I feel sorry for you that you feel that your wasted time.


----------



## robnitro (Aug 3, 2016)

Yeah, only difference is that in gas cars the map sensor can read vacuum.

Kudos to your preventative maintenance of cleaning it. Mine was so caked with soot at 105k when I got the x5, I was amazed that it still worked!


----------



## alacey (Mar 14, 2018)

Cleaned out the MAP sensor this morning. Man was it filthy. The oil on my fingers was from the sensor. Sprayed the inside with electrical cleaner and a bunch of black gunk came out. Took about 5 minutes tops. Uses a #30 torx head. 

I took it down the road and the acceleration shudder I had when pressing the throttle 25-35% at around 1,700 rpm at highway speeds was gone. This has been annoying me for a while now. Made multiple attempts to recreate the shudder (which could easily be replicated before) to no avail. In hindsight I should have known to look at this sensor sooner for this issue since it only did it at certain loads(pressures) and this sensor is responsible for giving the ECM load information.


----------



## alacey (Mar 14, 2018)

First full tank after cleaning the MAP sensor. Computer said 49.5 mpg. Hand calculated was 48.2 mpg. Used Eco-pro with the coasting feature and start/stop turned off. Previous best in the same driving conditions was 46.6 mpg hand calculated.

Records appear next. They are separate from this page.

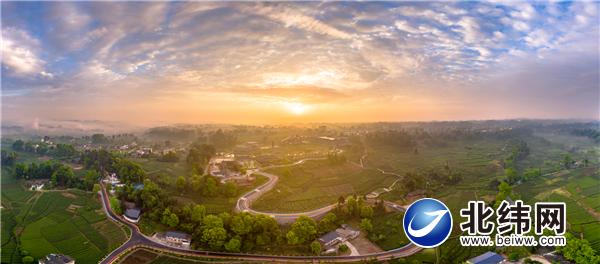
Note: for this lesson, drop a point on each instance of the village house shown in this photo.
(175, 238)
(331, 240)
(56, 259)
(132, 215)
(487, 258)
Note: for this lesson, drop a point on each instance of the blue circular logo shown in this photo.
(427, 222)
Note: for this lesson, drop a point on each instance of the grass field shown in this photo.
(317, 183)
(68, 222)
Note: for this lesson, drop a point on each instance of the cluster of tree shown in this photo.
(58, 173)
(579, 250)
(199, 155)
(128, 171)
(170, 156)
(232, 233)
(336, 158)
(104, 161)
(222, 140)
(99, 139)
(207, 185)
(593, 134)
(8, 158)
(100, 160)
(397, 139)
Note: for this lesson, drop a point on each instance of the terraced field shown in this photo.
(69, 222)
(315, 184)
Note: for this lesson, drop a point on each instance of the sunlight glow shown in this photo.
(296, 108)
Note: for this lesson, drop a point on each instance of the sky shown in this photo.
(202, 62)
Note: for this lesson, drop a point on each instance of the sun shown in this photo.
(296, 108)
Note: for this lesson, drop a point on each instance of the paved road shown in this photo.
(139, 240)
(244, 203)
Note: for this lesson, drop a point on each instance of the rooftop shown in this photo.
(56, 259)
(487, 258)
(177, 234)
(133, 213)
(329, 237)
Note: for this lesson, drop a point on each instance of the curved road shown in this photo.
(139, 240)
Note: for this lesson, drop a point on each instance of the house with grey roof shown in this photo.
(56, 259)
(132, 215)
(487, 258)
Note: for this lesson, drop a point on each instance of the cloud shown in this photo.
(304, 94)
(20, 52)
(89, 54)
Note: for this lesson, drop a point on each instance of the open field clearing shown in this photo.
(317, 183)
(69, 222)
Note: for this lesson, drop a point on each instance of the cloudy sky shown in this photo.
(159, 63)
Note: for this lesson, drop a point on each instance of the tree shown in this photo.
(343, 248)
(241, 224)
(96, 188)
(315, 247)
(214, 237)
(21, 171)
(328, 222)
(229, 189)
(567, 161)
(579, 250)
(63, 176)
(129, 171)
(90, 178)
(115, 205)
(181, 183)
(198, 213)
(212, 221)
(99, 139)
(18, 145)
(366, 225)
(233, 245)
(8, 159)
(199, 155)
(170, 156)
(172, 220)
(504, 190)
(532, 173)
(196, 181)
(303, 230)
(210, 187)
(341, 200)
(511, 175)
(366, 211)
(27, 259)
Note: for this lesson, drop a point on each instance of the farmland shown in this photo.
(314, 184)
(69, 222)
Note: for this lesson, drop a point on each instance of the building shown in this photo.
(176, 238)
(338, 236)
(56, 259)
(487, 258)
(132, 215)
(330, 239)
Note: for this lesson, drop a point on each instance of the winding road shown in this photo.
(139, 240)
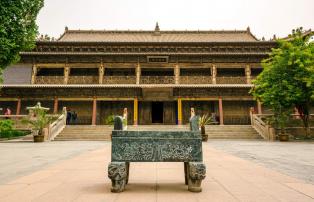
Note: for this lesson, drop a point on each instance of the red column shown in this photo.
(94, 111)
(55, 106)
(259, 107)
(18, 106)
(221, 113)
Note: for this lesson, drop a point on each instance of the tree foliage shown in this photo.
(288, 79)
(18, 29)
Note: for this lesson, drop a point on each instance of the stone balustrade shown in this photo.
(157, 80)
(83, 80)
(143, 80)
(195, 80)
(49, 80)
(119, 80)
(231, 80)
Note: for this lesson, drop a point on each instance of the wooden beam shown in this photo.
(55, 105)
(135, 113)
(18, 106)
(94, 114)
(259, 107)
(179, 111)
(221, 113)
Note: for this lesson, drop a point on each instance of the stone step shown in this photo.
(103, 132)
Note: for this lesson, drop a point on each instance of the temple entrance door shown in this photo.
(157, 112)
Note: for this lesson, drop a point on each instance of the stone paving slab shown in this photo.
(292, 158)
(84, 178)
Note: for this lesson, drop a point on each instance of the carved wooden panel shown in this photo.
(49, 80)
(195, 79)
(231, 80)
(83, 80)
(119, 80)
(157, 80)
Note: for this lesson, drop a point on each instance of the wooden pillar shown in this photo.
(66, 74)
(135, 108)
(259, 107)
(18, 106)
(101, 72)
(94, 114)
(221, 113)
(248, 74)
(55, 105)
(34, 73)
(179, 111)
(177, 74)
(214, 74)
(138, 73)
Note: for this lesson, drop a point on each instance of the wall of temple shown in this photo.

I can't contribute all of this to the MAP sensor versus my past several fill ups since last December. Based on the increase I have seen in my truck versus the past several tanks, I believe this is also the first full tank of summer diesel as well. Refineries go down around March here for maintenance and change over to summer blends so it takes a while to finally get distributed to all the stations. They change over to winter blends around October.


----------



## Markbat49 (Mar 11, 2021)

I can't find my map sensor, anyone got a d diagram as to where it is. Thanks


----------